My dataset below shows product sales per price (link to download dataset csv):
price quantity
0 5098.0 20
1 5098.5 40
2 5099.0 10
3 5100.0 90
4 5100.5 20
.. ... ...
290 5247.0 150
291 5247.5 30
292 5248.0 150
293 5248.5 20
294 5249.0 55
[295 rows x 2 columns]
The image below illustratre my question. I added the blue line using a KernelDensity (KernelDensity(kernel='gaussian', bandwidth=1.5).fit(price,sample_weight=quantity)
) for illustrative purpose.
So what I'm trying to achieve:
- Cluster the dense regions, which are the red, green, dark blue and pink rectangles. This is the most importat thing to achieve in this question.
- Get the price boundaries of each region, where the probability is low (shown with the yellow arrows on the bottom part). The issue here is that each region will have different density.
- Get the peaks within each region (up arrows). The issue here is to detect 1-3 peaks of each region, not 1-3 peaks of the entire dataset (orange rectangle).
The algorithm that seems to better solve my problem is HDBSCAN, which has a hierarchical clustering approach and deals great with noise (present in my dataset):
import hdbscan
import plotly.express as px
import pandas as pd
data = pd.read_csv('data_set.csv')
clusterer = hdbscan.HDBSCAN(min_cluster_size=4,min_samples=8)
clusterer.fit(data)
data['cluster'] = clusterer.labels_
fig = px.bar(data,x='price',y='quantity',color='cluster',orientation='v')
fig.show()
The result clearly shows my newbiew skills: it is clustering the amplitudes, not the regions (amplitude combined with price range). I also tried normalizing the data (each axis subtracted from the dataset mean divided by the standard deviation), but no success.

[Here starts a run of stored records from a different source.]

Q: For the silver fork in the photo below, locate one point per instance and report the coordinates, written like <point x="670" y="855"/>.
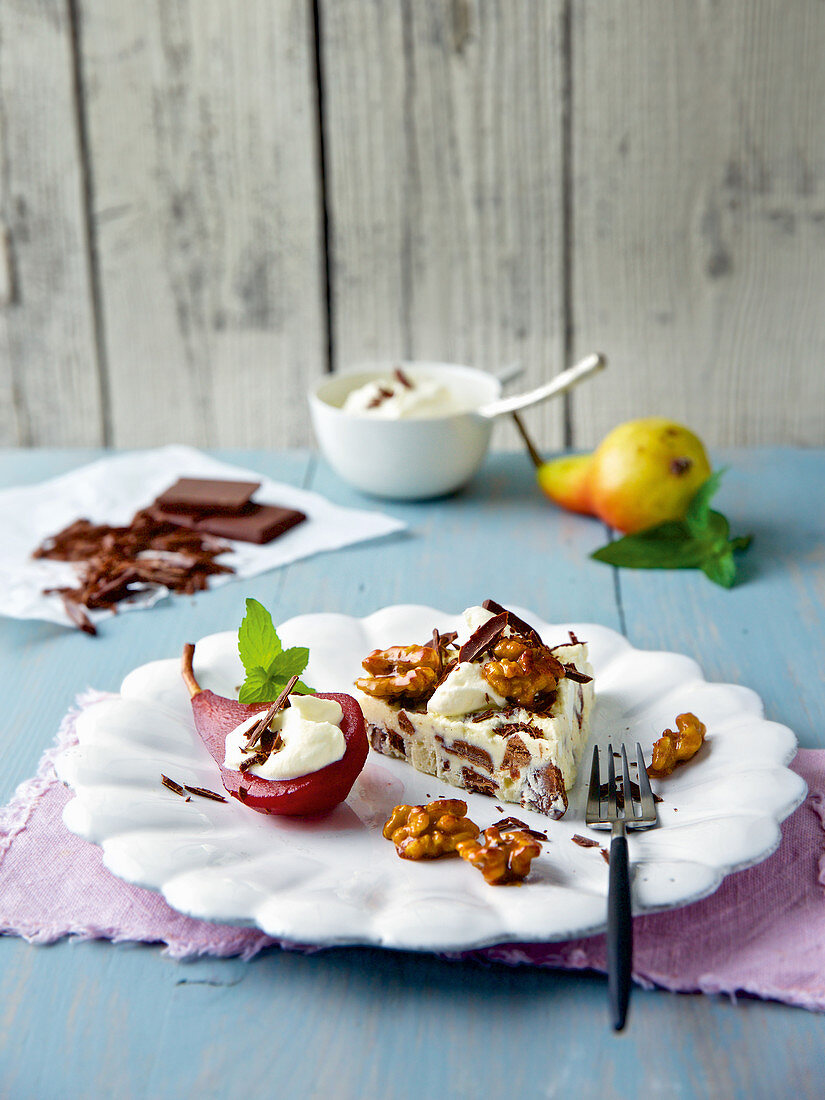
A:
<point x="634" y="813"/>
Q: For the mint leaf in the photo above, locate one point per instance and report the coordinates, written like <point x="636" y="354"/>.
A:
<point x="655" y="548"/>
<point x="267" y="664"/>
<point x="699" y="509"/>
<point x="257" y="640"/>
<point x="699" y="541"/>
<point x="289" y="663"/>
<point x="721" y="570"/>
<point x="255" y="688"/>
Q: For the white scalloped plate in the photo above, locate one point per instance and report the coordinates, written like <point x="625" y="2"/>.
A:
<point x="338" y="881"/>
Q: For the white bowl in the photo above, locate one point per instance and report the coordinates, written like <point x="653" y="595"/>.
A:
<point x="410" y="459"/>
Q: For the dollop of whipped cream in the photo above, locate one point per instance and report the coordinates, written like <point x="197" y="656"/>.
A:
<point x="400" y="397"/>
<point x="310" y="729"/>
<point x="465" y="690"/>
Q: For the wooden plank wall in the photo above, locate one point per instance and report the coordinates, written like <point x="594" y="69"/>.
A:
<point x="206" y="205"/>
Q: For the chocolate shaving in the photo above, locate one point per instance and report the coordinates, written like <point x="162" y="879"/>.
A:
<point x="510" y="824"/>
<point x="514" y="622"/>
<point x="116" y="562"/>
<point x="252" y="760"/>
<point x="282" y="702"/>
<point x="483" y="637"/>
<point x="572" y="673"/>
<point x="583" y="842"/>
<point x="382" y="396"/>
<point x="405" y="724"/>
<point x="205" y="793"/>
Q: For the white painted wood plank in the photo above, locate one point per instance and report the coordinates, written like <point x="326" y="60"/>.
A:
<point x="50" y="391"/>
<point x="444" y="176"/>
<point x="202" y="128"/>
<point x="699" y="197"/>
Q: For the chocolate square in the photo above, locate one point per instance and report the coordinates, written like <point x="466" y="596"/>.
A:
<point x="206" y="495"/>
<point x="262" y="524"/>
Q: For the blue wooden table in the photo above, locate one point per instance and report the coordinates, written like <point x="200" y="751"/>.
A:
<point x="95" y="1019"/>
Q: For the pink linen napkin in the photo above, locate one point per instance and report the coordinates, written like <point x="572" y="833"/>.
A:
<point x="762" y="932"/>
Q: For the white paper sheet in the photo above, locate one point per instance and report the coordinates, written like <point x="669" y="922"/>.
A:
<point x="111" y="491"/>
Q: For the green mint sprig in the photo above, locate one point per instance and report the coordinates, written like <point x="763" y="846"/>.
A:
<point x="268" y="666"/>
<point x="699" y="541"/>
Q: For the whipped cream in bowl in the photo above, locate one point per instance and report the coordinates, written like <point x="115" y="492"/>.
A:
<point x="405" y="430"/>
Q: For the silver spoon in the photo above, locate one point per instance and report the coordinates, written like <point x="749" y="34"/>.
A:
<point x="560" y="384"/>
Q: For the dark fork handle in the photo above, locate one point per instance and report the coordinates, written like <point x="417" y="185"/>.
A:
<point x="619" y="933"/>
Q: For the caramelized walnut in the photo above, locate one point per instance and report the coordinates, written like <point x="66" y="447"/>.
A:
<point x="504" y="857"/>
<point x="400" y="672"/>
<point x="521" y="672"/>
<point x="430" y="832"/>
<point x="672" y="748"/>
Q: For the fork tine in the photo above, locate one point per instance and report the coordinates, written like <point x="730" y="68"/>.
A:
<point x="629" y="805"/>
<point x="648" y="802"/>
<point x="594" y="795"/>
<point x="612" y="805"/>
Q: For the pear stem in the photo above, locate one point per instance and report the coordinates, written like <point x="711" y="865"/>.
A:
<point x="537" y="460"/>
<point x="188" y="672"/>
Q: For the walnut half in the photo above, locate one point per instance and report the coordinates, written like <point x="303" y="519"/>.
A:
<point x="505" y="856"/>
<point x="429" y="832"/>
<point x="520" y="671"/>
<point x="400" y="672"/>
<point x="672" y="748"/>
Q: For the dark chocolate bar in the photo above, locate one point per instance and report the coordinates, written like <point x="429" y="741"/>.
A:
<point x="206" y="495"/>
<point x="262" y="525"/>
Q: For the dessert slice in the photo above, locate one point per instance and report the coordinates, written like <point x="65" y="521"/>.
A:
<point x="491" y="708"/>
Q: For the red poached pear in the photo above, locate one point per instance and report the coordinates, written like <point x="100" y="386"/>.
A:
<point x="317" y="792"/>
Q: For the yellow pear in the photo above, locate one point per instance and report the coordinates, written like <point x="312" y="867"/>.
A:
<point x="645" y="472"/>
<point x="565" y="481"/>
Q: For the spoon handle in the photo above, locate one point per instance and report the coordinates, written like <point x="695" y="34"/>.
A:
<point x="560" y="384"/>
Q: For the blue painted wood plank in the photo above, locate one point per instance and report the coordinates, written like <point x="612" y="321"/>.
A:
<point x="97" y="1020"/>
<point x="768" y="633"/>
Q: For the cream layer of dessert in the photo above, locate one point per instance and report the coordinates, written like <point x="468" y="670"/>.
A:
<point x="490" y="708"/>
<point x="403" y="397"/>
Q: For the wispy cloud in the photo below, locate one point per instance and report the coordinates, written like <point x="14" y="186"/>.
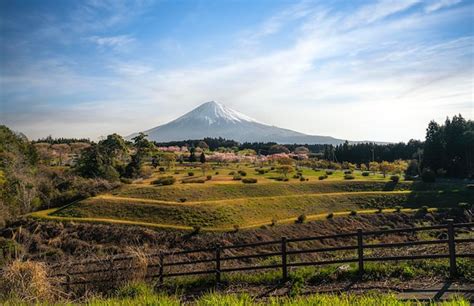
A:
<point x="339" y="73"/>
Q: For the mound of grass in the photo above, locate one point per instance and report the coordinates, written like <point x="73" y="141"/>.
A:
<point x="237" y="191"/>
<point x="248" y="211"/>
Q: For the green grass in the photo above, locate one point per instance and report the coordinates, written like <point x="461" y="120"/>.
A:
<point x="210" y="192"/>
<point x="248" y="211"/>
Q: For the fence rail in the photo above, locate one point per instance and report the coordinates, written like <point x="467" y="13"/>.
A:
<point x="216" y="256"/>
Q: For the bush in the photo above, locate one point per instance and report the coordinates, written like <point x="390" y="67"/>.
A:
<point x="126" y="180"/>
<point x="249" y="180"/>
<point x="301" y="218"/>
<point x="25" y="280"/>
<point x="163" y="181"/>
<point x="428" y="176"/>
<point x="395" y="178"/>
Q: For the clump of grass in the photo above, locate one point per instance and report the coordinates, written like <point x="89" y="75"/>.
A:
<point x="301" y="218"/>
<point x="26" y="281"/>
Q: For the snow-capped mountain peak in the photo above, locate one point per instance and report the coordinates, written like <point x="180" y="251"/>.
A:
<point x="213" y="112"/>
<point x="213" y="119"/>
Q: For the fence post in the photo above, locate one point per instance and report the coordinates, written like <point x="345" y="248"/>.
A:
<point x="218" y="263"/>
<point x="284" y="261"/>
<point x="452" y="249"/>
<point x="360" y="252"/>
<point x="162" y="260"/>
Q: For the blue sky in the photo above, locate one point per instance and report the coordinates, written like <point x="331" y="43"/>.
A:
<point x="378" y="70"/>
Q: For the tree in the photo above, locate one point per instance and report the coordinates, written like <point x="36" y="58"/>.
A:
<point x="142" y="147"/>
<point x="192" y="155"/>
<point x="385" y="167"/>
<point x="275" y="149"/>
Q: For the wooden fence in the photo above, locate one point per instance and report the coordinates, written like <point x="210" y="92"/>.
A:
<point x="215" y="257"/>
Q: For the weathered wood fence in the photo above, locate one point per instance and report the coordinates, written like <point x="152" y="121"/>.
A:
<point x="214" y="256"/>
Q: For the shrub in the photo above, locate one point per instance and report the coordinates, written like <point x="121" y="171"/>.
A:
<point x="25" y="280"/>
<point x="428" y="176"/>
<point x="301" y="218"/>
<point x="165" y="180"/>
<point x="249" y="180"/>
<point x="194" y="181"/>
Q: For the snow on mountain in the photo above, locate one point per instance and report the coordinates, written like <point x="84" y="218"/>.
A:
<point x="213" y="119"/>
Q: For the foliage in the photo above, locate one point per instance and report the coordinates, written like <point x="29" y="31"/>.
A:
<point x="163" y="181"/>
<point x="249" y="180"/>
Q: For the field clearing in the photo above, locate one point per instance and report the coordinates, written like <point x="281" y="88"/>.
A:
<point x="221" y="203"/>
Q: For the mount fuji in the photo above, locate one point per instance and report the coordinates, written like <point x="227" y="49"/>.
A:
<point x="213" y="119"/>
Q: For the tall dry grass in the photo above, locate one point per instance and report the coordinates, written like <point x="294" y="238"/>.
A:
<point x="26" y="281"/>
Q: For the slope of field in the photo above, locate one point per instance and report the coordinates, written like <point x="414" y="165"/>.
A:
<point x="210" y="192"/>
<point x="247" y="211"/>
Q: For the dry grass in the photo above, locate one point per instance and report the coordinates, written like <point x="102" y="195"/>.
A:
<point x="26" y="281"/>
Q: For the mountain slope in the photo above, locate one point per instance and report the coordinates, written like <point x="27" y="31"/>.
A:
<point x="213" y="119"/>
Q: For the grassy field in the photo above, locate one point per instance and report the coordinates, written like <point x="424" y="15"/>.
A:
<point x="223" y="203"/>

Maybe it's just a transformation I have to do in the input dataset, so that HDBSCAN clusters the data properly. I'm going for the machine learning process because the dataset will vary its shape, so the parameters of the clustering method will have to adapt and be trained someday. The number of cluster will also vary depending on the data, and it has a carachterist that, as time goes, small regions tend to be visually grouped into a bigger region (like the blue and pink rectangles, which are almost forming one big region).
Finally, maybe just DBSCAN
(most known), GaussianMixture
or KernelDensity
would suffice. I don't know. I'd really appreciate some help here. I tried HDBSCAN
due to its density and hierachical approach that really fits my data (many small dense regions can be clustered as a big dense region with peaks).
Although it's a simple question, I'm still new to these algorithms. THANKS in advance!